Transitioning to college writing ain’t easy. Heck, the transition to college overall can be fraught with challenges and prone to failure for those not familiar with the cultural and academic practices found on university campuses.
Once students reach college, the best campuses work tirelessly to help students find their fit. This is predominantly sought through social and civic engagement opportunities that push students to form peer groups. To form these peer groups, many schools build first-year experiences or introduction weeks that pair students in small groups with experienced students, faculty, and staff who introduce the recently admitted students to their new home. Behind the obvious R word goals (retention), there’s also a selfless attempt to help students make the best of their choice to attend college. On my campus, Mississippi College, our Blue & Gold program helps students negotiate their arrival on campus, including introducing them to student services like the MC Writing Center.
Writing centers have their origins in remediation, but as a discipline, writing center studies doesn’t much like seeing itself in this old light, and writing centers have done much to distance themselves from the remediation models of the past, crafting a broader mission that identifies the benefits of one-on-one, peer tutoring for all writers. UM’s Oxford Campus Writing Center proudly affirms that they offer writing consultants “specially trained to work with [students] on any writing project in any major at any stage of the writing process.” It’s a worthy objective, and it’s one that elevates the inclusive goals of higher education, helping students find their fit.
Living within these new directions for writing centers is a commitment to help students acclimate to college. Specifically, writing centers who use peer tutors or recent graduates provide students with the opportunity to meet other writers who have already acclimated to college. When new writers meet these tutors during sessions or class visits, they are given the chance to see how others have made the transition from incoming first-years to successful college students employed as educators within the university.

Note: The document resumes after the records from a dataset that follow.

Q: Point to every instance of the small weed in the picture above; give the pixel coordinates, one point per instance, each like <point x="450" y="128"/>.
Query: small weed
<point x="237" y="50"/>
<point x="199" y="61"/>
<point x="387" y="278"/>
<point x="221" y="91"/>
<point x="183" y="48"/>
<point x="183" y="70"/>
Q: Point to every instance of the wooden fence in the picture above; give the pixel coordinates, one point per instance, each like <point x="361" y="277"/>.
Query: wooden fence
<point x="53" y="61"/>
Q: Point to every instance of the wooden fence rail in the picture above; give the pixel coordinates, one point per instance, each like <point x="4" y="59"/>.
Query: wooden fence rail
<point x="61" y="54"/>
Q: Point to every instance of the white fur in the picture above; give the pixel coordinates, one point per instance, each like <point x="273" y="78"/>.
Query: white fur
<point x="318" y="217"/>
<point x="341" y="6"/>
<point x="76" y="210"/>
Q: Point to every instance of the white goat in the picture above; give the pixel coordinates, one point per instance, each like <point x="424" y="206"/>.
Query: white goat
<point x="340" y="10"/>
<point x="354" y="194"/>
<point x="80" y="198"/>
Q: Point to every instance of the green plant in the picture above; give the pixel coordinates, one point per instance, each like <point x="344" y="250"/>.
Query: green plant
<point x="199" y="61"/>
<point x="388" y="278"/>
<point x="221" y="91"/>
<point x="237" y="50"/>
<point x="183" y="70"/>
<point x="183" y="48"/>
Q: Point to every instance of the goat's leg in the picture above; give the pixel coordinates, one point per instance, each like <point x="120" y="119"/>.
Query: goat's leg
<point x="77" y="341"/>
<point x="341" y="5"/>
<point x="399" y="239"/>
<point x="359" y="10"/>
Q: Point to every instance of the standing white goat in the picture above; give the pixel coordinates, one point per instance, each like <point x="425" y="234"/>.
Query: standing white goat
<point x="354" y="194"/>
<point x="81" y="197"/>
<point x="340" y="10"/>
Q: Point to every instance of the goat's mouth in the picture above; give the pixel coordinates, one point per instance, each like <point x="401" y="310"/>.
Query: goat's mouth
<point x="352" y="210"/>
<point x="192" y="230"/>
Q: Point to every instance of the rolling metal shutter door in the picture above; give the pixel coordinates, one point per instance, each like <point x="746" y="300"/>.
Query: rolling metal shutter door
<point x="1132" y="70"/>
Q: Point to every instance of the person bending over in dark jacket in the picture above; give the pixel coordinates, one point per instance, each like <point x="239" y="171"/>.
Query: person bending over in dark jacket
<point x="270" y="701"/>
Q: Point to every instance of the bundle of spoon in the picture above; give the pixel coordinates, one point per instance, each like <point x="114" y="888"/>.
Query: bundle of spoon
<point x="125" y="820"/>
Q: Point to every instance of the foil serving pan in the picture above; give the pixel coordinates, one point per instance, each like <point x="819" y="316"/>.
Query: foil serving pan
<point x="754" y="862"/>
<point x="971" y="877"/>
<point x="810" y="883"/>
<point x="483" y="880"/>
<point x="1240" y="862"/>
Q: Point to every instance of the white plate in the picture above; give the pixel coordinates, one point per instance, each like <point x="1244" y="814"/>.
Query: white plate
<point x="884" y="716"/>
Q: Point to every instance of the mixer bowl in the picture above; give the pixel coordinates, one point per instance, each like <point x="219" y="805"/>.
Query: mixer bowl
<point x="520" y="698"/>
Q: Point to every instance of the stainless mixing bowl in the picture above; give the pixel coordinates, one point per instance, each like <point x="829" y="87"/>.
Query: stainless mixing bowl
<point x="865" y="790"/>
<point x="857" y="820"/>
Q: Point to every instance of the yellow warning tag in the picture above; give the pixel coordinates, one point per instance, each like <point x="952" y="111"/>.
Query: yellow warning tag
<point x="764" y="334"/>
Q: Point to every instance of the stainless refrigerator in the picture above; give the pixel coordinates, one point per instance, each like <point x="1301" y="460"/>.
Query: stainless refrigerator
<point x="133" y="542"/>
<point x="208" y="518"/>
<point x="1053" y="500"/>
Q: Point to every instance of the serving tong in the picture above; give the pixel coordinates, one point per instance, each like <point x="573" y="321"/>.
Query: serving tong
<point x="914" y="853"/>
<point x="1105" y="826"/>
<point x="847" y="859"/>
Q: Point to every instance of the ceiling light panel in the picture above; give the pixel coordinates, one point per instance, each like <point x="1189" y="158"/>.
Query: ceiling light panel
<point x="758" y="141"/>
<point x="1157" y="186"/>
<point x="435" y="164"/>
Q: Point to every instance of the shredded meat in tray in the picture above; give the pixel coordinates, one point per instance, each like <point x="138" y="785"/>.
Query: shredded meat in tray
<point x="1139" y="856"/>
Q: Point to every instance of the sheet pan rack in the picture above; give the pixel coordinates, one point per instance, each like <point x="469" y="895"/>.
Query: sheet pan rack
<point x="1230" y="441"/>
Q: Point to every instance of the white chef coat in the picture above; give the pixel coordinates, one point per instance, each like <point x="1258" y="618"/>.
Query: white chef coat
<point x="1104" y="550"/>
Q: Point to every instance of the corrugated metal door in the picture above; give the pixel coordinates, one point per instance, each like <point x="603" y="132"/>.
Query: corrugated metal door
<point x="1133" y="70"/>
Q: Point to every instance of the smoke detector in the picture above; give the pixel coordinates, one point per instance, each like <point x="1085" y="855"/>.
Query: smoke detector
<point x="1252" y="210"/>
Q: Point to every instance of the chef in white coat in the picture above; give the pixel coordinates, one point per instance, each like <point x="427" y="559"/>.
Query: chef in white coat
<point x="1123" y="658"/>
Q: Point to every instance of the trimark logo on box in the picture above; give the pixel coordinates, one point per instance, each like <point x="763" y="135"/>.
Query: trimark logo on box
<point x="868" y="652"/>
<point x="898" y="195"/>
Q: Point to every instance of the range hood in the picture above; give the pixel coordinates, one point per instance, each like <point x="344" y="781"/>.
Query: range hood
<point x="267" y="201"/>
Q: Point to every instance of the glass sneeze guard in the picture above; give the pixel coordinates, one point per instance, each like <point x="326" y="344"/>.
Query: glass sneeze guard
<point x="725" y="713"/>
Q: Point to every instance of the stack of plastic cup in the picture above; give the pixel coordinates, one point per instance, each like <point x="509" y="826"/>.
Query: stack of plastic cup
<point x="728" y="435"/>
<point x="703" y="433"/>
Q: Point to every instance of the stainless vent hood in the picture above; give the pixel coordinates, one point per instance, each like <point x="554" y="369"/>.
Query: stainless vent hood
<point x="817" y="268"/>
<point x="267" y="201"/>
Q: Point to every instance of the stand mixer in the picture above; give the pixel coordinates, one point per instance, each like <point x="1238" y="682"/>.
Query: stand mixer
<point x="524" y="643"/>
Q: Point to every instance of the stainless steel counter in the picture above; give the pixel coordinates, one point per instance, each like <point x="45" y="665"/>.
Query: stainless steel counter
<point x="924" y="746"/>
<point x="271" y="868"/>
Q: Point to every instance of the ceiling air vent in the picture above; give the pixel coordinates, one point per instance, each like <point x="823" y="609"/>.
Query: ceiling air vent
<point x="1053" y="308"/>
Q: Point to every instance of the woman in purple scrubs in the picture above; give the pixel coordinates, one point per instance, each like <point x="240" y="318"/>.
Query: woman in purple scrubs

When I reflect on this process, I’m reminded of an old David Bartholomae article, “Inventing the University.” In it, Bartholomae highlights how first-year students are challenged to create an understanding of higher education’s imposing discourse community whenever they create academic texts. With this auspicious backdrop, it’s no wonder that college writing courses are so complicated for first-years, especially those who are less familiar with university culture, such as poverty and first-generation students. But in a writing center, college students new and old are given the chance to negotiate their understandings of the university and collegiate writing when they collaborate with a tutor.
When I reflect on the factors that could be helping students make the transition from secondary to collegiate writing, I see no service or resource better positioned to negotiate their academic fit in terms of writing than the friendly neighborhood writing center with its trained and experienced peer tutors ready to offer their accrued institutional wisdom.
If you’re a secondary Language Arts teacher and the writing center sounds like a promising resource to help your students negotiate the transition from your classroom to mine, then I’ve got one problem that if addressed might help make this transition a little smoother: we often struggle to get newly admitted students to use the writing center, and you can help us give students positive reasons to make use of writing centers. In short, writing center professionals are confident we can work with students to make the transition, but we’re not always capable of getting the students through the door.
While college access has increased, those who gain access to college are usually the students who performed well in high school. These students found ways to navigate the challenges of synthesizing informational texts into coherent academic arguments, but at most schools in Mississippi, they did this in the absence of writing center support. As such, first-year students often perceive the writing center as a foreign place where remedial or struggling students go, so they avoid it because they don’t want to be perceived as someone who doesn’t fit into the university.
So how do we help first-year writers identify the writing center as a place that can help them negotiate the transition to college writing? Ideally, we open a writing center in every high school across Mississippi, and while there are those already working toward it within the state, it’s idealistic at best due to budgetary and staffing constraints. Realistically, if we can overtly take writing center pedagogy and practices into Language Arts classrooms, we can achieve the same objective while building a critical mass of interest in writing centers across the state.
If this idea sounds appealing to you, I hope you’ll join me on Friday, October 20th at 1:30 in the Jackson Avenue Center in Oxford, MS as we’ll examine how to practically transition peer review into peer tutoring within the Language Arts classroom. By exposing students to writing center pedagogy while still in high school, incoming first-years will be more likely to avail themselves of their college or university’s writing center, increasing the number of students who find their fit and successfully make the transition to college and college writing.